Catania, M5S presenta interrogazioni: aumentano le strisce blu e i parcheggi gratuiti scompaiono
Bonaccorsi e Ciancio chiedono chiarimenti su aumenti delle strisce blu, discrepanze cartografiche e rischi per residenti e sicurezza.
I consiglieri comunali del Movimento 5 Stelle, Graziano Bonaccorsi e Gianina Ciancio, hanno depositato due interrogazioni in Consiglio comunale per chiedere chiarimenti sul sistema della sosta a pagamento a Catania. Il nodo centrale è l'aumento delle strisce blu nelle aree centrali e residenziali e la progressiva diminuzione dei parcheggi gratuiti, che secondo i firmatari sta già causando disagi a residenti e commercianti.
Secondo i consiglieri, nelle ultime settimane sono aumentate le segnalazioni di cittadini, commercianti e residenti che lamentano la quasi totale scomparsa degli stalli bianchi in diversi quartieri della città. «Riceviamo continuamente proteste», dichiarano Bonaccorsi e Ciancio, sostenendo che «interi quartieri sono stati convertiti in aree a pagamento con pesanti ripercussioni sulla qualità della vita».
Dossier su via Dalmazia e piano sosta AMTS
Le interrogazioni si concentrano sia sul piano sosta gestito da AMTS sia su casi puntuali, con particolare attenzione a via Dalmazia. Dall'analisi della documentazione pubblicata online emerge una discrepanza numerica: nella cartografia ufficiale sarebbero indicati 17 parcheggi blu in quella strada, mentre dai sopralluoghi dei consiglieri ne risulterebbero circa 27. Per questo motivo i firmatari chiedono all'amministrazione comunale quali atti autorizzativi abbiano consentito l'istituzione degli ulteriori stalli, quando siano stati realizzati e se esistano delibere specifiche che ne autorizzino la creazione.
I consiglieri richiamano inoltre il Codice della Strada, ricordando l'obbligo per i Comuni di garantire aree di sosta gratuita nelle vicinanze dei parcheggi a pagamento. Nel testo delle interrogazioni viene citata anche una sentenza della Cassazione (2020) che attribuisce alla Pubblica Amministrazione l'onere di dimostrare la presenza di parcheggi liberi adeguati e le eventuali deroghe deliberate dalla Giunta comunale.
Il Movimento 5 Stelle segnala che il problema è diffuso in più zone della città, tra cui via Dalmazia, corso delle Province e via Genova. I consiglieri sottolineano come molti residenti, pur pagando abbonamenti, spesso non riescano a trovare un posto: «Gli spazi pubblici gratuiti continuano a diminuire», affermano.
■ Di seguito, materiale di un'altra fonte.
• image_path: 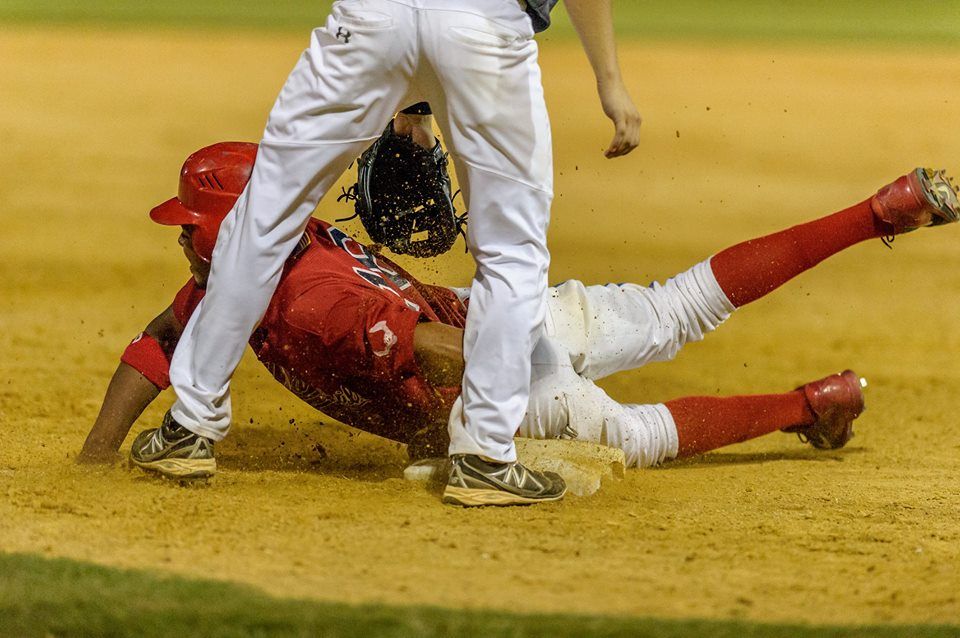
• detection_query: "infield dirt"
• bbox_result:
[0,28,960,623]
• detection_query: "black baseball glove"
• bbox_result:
[337,121,467,257]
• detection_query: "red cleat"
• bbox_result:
[783,370,867,450]
[870,168,960,234]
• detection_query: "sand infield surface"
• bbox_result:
[0,28,960,623]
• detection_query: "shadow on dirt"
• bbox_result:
[655,447,869,471]
[217,421,407,481]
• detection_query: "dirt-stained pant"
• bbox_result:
[170,0,553,461]
[518,262,734,467]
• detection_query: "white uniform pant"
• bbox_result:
[170,0,553,461]
[516,262,734,467]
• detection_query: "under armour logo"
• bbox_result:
[368,321,397,357]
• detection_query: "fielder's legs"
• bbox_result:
[423,5,553,462]
[170,5,417,440]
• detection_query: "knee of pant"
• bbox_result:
[517,368,583,439]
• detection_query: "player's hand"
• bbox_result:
[393,113,434,151]
[597,79,642,158]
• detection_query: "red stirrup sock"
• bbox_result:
[664,390,817,458]
[710,200,893,308]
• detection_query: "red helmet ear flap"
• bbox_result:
[150,142,257,261]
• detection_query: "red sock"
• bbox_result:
[665,390,817,458]
[710,200,893,308]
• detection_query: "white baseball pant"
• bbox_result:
[170,0,553,461]
[516,262,734,467]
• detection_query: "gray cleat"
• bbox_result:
[130,412,217,479]
[443,454,567,505]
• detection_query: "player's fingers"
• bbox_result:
[604,114,641,158]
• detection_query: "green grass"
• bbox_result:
[0,554,960,638]
[0,0,960,46]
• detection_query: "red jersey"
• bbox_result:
[173,219,466,442]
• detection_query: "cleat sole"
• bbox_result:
[130,458,217,479]
[916,168,960,226]
[443,485,567,507]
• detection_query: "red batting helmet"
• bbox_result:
[150,142,257,262]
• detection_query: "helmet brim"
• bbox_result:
[150,197,200,226]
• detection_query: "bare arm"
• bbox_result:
[565,0,641,158]
[393,112,434,151]
[413,322,463,387]
[77,308,183,463]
Nelle interrogazioni vengono sollevati anche profili di sicurezza stradale: in alcune vie particolarmente strette la presenza di auto in sosta su entrambi i lati della carreggiata renderebbe più difficile la circolazione e potrebbe peggiorare la vivibilità urbana. Bonaccorsi e Ciancio chiedono verifiche sulla conformità tecnica degli interventi di segnaletica e sosta.
Con le interrogazioni i consiglieri chiedono dunque maggiore trasparenza sugli atti amministrativi che hanno portato all'espansione delle strisce blu, sollecitando l'amministrazione a rendere noti documenti, delibere e autorizzazioni che giustifichino le trasformazioni degli spazi pubblici e a garantire il rispetto dei diritti dei residenti. Le richieste saranno discusse in Consiglio comunale, dove si attende la risposta ufficiale dell'ente comunale.